Overall Rating: 4.8 (of 5)
Low-Rent Jazz For Rockers Pt. 6
Years ago I attended a clinic with one of my personal favorite players, the great John
Scofield. During the Q&A, one of the other attendees asked the question: "How do
you play "out" ? While I don't remember John's exact response, it was something like
Well, you... um... you just... play "out".

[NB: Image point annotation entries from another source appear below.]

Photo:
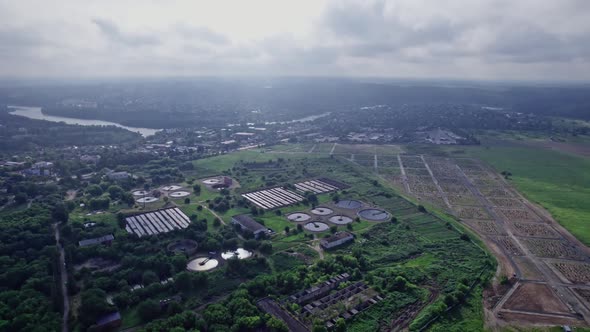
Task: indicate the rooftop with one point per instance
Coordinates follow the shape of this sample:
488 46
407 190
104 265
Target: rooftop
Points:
98 240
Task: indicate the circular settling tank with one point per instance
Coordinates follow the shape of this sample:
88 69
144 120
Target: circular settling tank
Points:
240 253
349 204
179 194
171 188
211 181
148 199
202 264
322 211
340 220
316 226
374 214
298 216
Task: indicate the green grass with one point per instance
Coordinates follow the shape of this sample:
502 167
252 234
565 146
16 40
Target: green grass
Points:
466 317
421 261
557 181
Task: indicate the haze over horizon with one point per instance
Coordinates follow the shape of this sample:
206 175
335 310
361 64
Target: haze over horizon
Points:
472 40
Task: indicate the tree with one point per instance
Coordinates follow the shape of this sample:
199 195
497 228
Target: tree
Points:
197 189
265 247
149 277
115 192
148 310
183 281
276 325
94 190
60 213
20 198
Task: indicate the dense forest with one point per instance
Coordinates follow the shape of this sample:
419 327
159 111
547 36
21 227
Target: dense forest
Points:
29 279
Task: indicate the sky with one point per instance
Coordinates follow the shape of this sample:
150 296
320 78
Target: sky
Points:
547 40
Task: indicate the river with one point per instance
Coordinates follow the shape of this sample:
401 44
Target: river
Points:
35 113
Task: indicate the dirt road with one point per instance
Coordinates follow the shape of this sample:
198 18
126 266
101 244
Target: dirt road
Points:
64 279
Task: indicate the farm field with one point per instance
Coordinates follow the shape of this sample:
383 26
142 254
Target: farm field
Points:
559 182
384 246
476 193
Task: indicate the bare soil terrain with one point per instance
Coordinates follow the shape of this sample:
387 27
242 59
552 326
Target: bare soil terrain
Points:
547 268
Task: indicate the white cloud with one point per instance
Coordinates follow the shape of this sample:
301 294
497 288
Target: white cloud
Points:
487 39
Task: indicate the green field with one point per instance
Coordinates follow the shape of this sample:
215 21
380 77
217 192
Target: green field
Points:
559 182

... he said with a shrug and a smile. Now I don't think he was holding out on us. I
think that was his honest, best answer to the question. I thought about that one for
a long time. What I eventually took it to mean was: you'll have to figure that one
out for yourself. Over the years, I've tried to figure that out for myself. So here are
some of the fruits of my meditations: a few Low-Rent ways to get at some of those
"wrong-but-right" Scofield-esque sounds.
Before I get to some concepts and exercises, a little philosophy: I think that, as
musicians, we need to balance tension with resolution. In other words, we need to
surprise the listener some of the time and give them what they expect some of the
time. Too much tension is irritating, while too much resolution is boring.
In playing "out", we run the risk of introducing too much tension. So what we need
to do is give our playing an "inner logic": something to give the listener, or even
ourselves, a point of reference. This is, ultimately, what makes the difference
between making music or just making noise. What follows are some concepts and
exercises that can help keep your playing together when you get "outside".
Keep in mind that the exercises are just that, exercises. They are not necessarily
music. Hopefully, they will lead you to some new ways of thinking about form,
structure, and harmony. After that, the music-making is up to you.
I really should give special thanks to John Scofield for the initial inspiration, to Mick
Goodrick for showing me the path, to Miles Davis just for being Miles, and to
Ornette Coleman for an important insight
along the way. Thanks. FYI, the groove referred to throughout the lesson is on
page 6. And now, the material....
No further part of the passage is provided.